Sang kuli tidak dapat berbuat banyak, karena ketundukan dan ketakutannya kepada sang Sultan, batu tersebut terpaksa berada di tengah jalan umum dan menghalangi para pejalan kaki bertahun-tahun lamanya. Rakyat yang merasa terganggu perjalanannya akibat keberadaan batu tersebut, meminta pengampunan kepada Sultan dan memohon agar Sultan memerintahkan kepada masyarakat untuk menyingkirkan batu tersebut.
Mendapat banyak laporan dan keluhan masyarakat akan batu tersebut, Sultan menyampaikan kepada rakyatnya, "Apa yang telah dilaksanakan dengan perintah, maka tidak dapat dibatalkan dengan perintah yang sama, agar rakyat tidak berasumsi bahwa semua perintah yang berasal dari Sultan didorong oleh tindakan belaka. Biarkan batu tersebut tetap berada pada tempatnya."
Dalam menanggapi kisah Sultan Mahmud tersebut, masyarakat setelahnya memiliki cara pandang berbeda dalam menilai tindakan Sultan yang dianggap arogan dan tidak peduli dengan keluhan rakyatnya.

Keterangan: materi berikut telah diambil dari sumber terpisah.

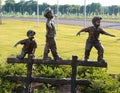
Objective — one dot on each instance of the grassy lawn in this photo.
(68, 43)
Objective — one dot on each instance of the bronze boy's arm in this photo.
(19, 42)
(83, 30)
(107, 33)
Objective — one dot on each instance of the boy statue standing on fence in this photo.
(29, 45)
(50, 36)
(93, 39)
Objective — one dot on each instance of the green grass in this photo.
(68, 44)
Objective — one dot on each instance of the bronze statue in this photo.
(93, 39)
(50, 36)
(29, 45)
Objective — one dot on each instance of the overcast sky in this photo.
(79, 2)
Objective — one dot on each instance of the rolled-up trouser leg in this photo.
(100, 54)
(53, 48)
(22, 55)
(87, 54)
(88, 48)
(100, 49)
(46, 51)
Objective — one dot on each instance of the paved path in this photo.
(79, 22)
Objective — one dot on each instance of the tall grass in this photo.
(68, 43)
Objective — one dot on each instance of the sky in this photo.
(78, 2)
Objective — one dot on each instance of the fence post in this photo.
(29, 74)
(73, 76)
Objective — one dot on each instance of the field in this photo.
(68, 43)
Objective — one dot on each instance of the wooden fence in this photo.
(73, 81)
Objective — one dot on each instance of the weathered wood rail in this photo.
(73, 81)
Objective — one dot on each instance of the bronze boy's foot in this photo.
(47, 58)
(101, 61)
(58, 59)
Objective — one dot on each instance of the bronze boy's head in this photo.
(48, 13)
(30, 34)
(96, 21)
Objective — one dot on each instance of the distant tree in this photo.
(113, 10)
(0, 11)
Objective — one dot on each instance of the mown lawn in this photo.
(68, 44)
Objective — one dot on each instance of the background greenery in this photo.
(68, 44)
(29, 8)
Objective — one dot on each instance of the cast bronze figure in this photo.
(29, 45)
(50, 36)
(93, 39)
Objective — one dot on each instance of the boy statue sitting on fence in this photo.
(29, 45)
(50, 36)
(93, 39)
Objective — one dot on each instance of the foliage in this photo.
(30, 7)
(65, 36)
(101, 81)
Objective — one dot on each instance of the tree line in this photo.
(30, 8)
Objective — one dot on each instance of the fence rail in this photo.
(73, 81)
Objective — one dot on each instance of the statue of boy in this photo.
(29, 45)
(93, 39)
(50, 36)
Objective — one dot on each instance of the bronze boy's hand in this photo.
(112, 35)
(15, 45)
(78, 34)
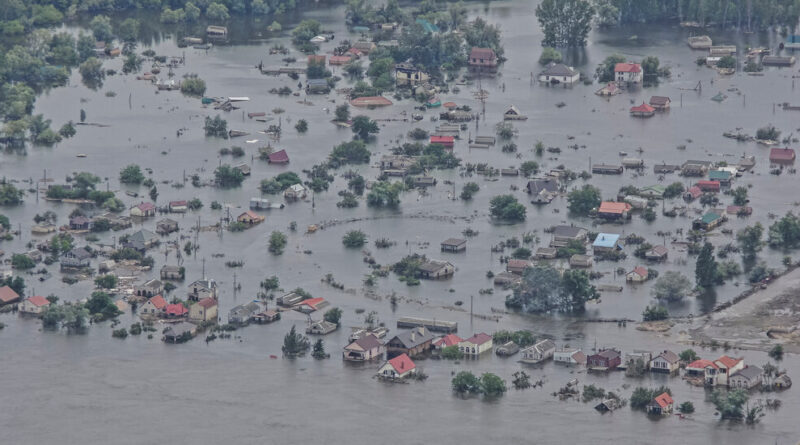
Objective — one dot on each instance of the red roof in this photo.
(402, 364)
(664, 400)
(370, 101)
(38, 300)
(7, 295)
(312, 302)
(176, 309)
(781, 154)
(479, 339)
(701, 364)
(159, 302)
(694, 191)
(614, 207)
(279, 157)
(207, 302)
(708, 185)
(482, 53)
(728, 362)
(643, 108)
(627, 68)
(448, 340)
(447, 141)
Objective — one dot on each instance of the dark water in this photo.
(95, 389)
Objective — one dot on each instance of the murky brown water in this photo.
(95, 389)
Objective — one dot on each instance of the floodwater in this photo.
(95, 389)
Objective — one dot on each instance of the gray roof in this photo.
(568, 231)
(558, 69)
(749, 372)
(421, 335)
(537, 185)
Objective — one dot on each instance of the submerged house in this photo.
(434, 269)
(556, 73)
(413, 342)
(367, 347)
(539, 352)
(398, 368)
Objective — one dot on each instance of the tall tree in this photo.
(565, 22)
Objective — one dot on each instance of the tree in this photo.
(468, 190)
(342, 113)
(492, 385)
(776, 353)
(277, 242)
(217, 12)
(363, 127)
(354, 239)
(688, 355)
(451, 353)
(730, 403)
(465, 382)
(549, 55)
(106, 281)
(583, 200)
(740, 196)
(507, 208)
(131, 174)
(672, 286)
(333, 315)
(605, 71)
(655, 313)
(194, 86)
(750, 240)
(101, 28)
(686, 407)
(319, 350)
(565, 23)
(294, 343)
(705, 271)
(227, 176)
(352, 152)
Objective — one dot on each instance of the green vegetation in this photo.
(565, 23)
(277, 242)
(642, 396)
(294, 343)
(655, 313)
(469, 190)
(583, 200)
(544, 289)
(507, 208)
(353, 152)
(354, 239)
(131, 174)
(333, 315)
(227, 176)
(385, 194)
(279, 183)
(106, 281)
(671, 286)
(192, 85)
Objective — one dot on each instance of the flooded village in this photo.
(240, 221)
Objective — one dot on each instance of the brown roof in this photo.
(7, 295)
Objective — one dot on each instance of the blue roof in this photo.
(606, 240)
(428, 26)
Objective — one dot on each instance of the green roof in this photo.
(710, 217)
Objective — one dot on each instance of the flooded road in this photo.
(95, 389)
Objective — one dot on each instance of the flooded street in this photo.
(97, 389)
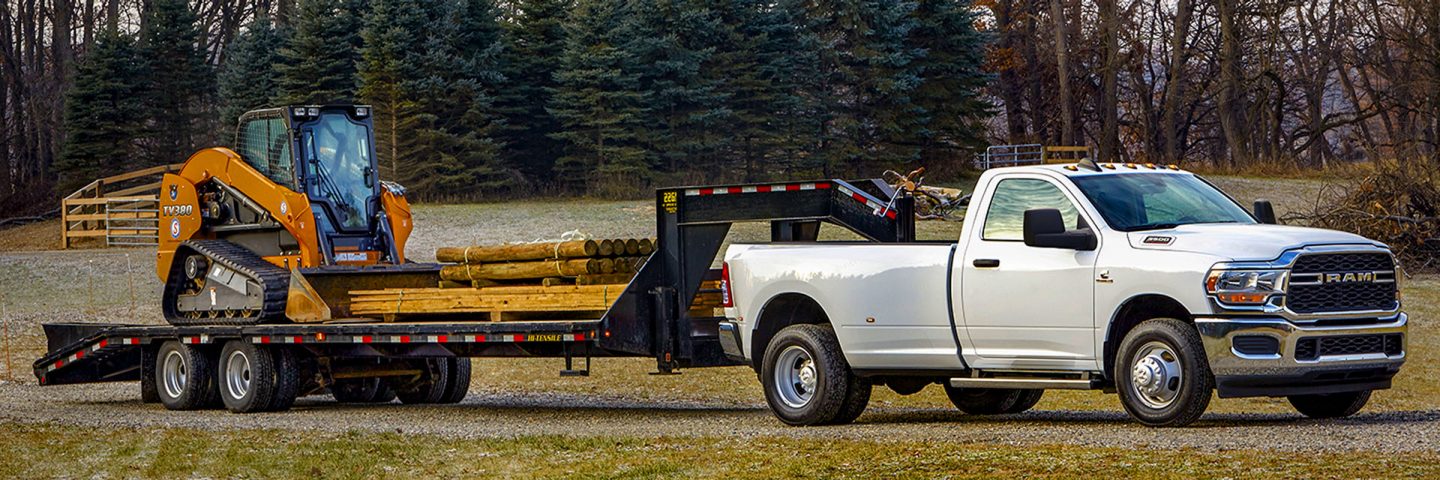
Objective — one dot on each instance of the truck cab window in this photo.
(264, 143)
(1013, 196)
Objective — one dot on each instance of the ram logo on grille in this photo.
(1348, 277)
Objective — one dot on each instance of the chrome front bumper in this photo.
(1282, 374)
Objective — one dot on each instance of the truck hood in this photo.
(1242, 242)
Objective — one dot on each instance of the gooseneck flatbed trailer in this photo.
(428, 362)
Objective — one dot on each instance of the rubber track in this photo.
(274, 280)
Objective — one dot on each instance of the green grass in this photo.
(45, 451)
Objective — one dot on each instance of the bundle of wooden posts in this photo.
(563, 280)
(581, 263)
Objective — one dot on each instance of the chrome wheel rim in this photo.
(795, 376)
(1157, 375)
(174, 374)
(238, 374)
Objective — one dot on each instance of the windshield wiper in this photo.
(1151, 227)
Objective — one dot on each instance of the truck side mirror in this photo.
(1046, 228)
(1265, 212)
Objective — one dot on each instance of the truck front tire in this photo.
(1331, 405)
(1162, 374)
(185, 376)
(807, 379)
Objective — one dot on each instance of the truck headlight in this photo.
(1246, 287)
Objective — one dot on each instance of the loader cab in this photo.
(326, 152)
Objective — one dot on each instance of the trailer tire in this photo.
(457, 385)
(248, 378)
(807, 379)
(1331, 405)
(149, 391)
(287, 379)
(1162, 374)
(429, 388)
(185, 376)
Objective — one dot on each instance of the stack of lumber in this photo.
(504, 303)
(524, 281)
(582, 263)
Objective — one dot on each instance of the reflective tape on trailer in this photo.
(761, 189)
(85, 350)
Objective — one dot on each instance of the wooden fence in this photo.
(123, 211)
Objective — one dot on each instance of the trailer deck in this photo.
(653, 314)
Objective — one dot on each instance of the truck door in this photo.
(1024, 306)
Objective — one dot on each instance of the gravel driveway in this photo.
(498, 414)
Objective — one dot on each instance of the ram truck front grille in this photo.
(1335, 283)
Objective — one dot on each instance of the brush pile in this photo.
(1398, 206)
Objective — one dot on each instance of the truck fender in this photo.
(1131, 313)
(781, 312)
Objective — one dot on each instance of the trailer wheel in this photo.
(807, 379)
(457, 385)
(248, 378)
(1331, 405)
(287, 379)
(149, 388)
(185, 376)
(1162, 374)
(428, 388)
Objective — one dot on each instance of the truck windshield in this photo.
(1154, 201)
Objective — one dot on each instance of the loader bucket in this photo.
(329, 289)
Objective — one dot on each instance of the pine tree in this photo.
(534, 41)
(393, 36)
(768, 59)
(104, 111)
(867, 77)
(320, 59)
(951, 81)
(598, 101)
(478, 59)
(248, 78)
(676, 55)
(457, 154)
(182, 91)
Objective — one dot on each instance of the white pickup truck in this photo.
(1139, 280)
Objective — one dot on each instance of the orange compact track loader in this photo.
(284, 225)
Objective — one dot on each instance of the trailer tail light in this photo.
(726, 296)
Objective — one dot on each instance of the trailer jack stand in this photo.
(569, 363)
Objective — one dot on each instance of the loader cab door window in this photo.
(264, 143)
(342, 172)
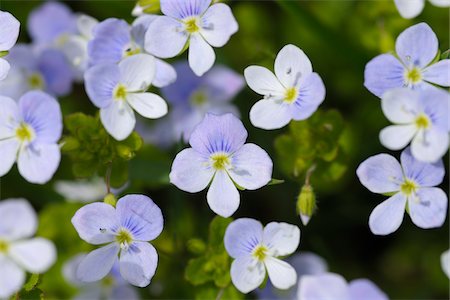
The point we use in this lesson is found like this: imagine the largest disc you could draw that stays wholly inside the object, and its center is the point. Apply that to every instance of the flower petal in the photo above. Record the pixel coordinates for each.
(18, 219)
(165, 37)
(397, 137)
(388, 216)
(281, 274)
(98, 263)
(190, 171)
(383, 73)
(292, 65)
(95, 223)
(221, 25)
(118, 119)
(11, 277)
(138, 264)
(201, 55)
(247, 274)
(417, 45)
(263, 81)
(242, 236)
(223, 196)
(141, 216)
(270, 114)
(148, 105)
(38, 163)
(281, 238)
(425, 174)
(429, 209)
(380, 174)
(137, 72)
(36, 255)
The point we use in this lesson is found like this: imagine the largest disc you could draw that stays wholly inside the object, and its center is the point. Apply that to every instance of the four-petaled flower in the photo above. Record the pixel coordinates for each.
(420, 117)
(126, 230)
(413, 67)
(193, 24)
(18, 222)
(220, 157)
(413, 187)
(256, 249)
(118, 89)
(294, 92)
(29, 133)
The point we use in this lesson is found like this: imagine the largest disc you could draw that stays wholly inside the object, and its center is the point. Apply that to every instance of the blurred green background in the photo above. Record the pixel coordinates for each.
(339, 37)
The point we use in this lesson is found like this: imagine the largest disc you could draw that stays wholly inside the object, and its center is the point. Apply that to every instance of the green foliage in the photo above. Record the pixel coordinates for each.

Pertama, mereka yang anti-pemerintahan berasumsi bahwa tindakan Sultan merupakan bukti kebodohan pihak berwenang yang hendak mencoba mempertahankan kekuasaanya. Orang-orang tersebut adalah pemuja kekuasaan, penjilat, dan siap melaksanakan perintah Sultan, walaupun yang diperintahkan itu bertentangan dengan nurani mereka.
Kedua, mereka yang memahami dengan benar menembus moral yang diinginkan sang Sultan, apa pun kebesarannya di antara orang-orang yang tak peduli. Sebab, dengan menempatkan halangan di tempat yang tidak nyaman dan memerintahkan untuk tidak dipindahkan, Sultan Mahmud sedang memperlihatkan kepada masyarakat, kalau kekuasaan itu hanya bersifat sementara, sembari mengingatkan bahwasanya ketika kekuasaan dilakukan dengan cara semena-mena didukung dengan aturan yang ketat, maka hal tersebut tidak dapat memberikan manfaat yang sempurna kepada umat manusia.
Ketiga, mereka yang mengambil hikmahnya, tetap berupaya mengembangkan diri dan sibuk untuk mencari kebaikan, hingga akhirnya mereka bersama dengan orang-orang yang senantiasa mencari kebaikan.
Ketiga interpretasi di atas tentang perintah Sultan kepada sang kuli, senantiasa dipertahankan oleh mereka sesuai kelompok mana yang mereka ikuti dan taati. Oleh karena itu, terkadang seseorang tidak merdeka dikarenakan mereka tidak mampu keluar dari dogma yang mereka dapatkan, membuat mereka terbelenggu, terikat hingga membuat diri mereka tidak berani mengambil keputusan sendiri. Allah a'lam.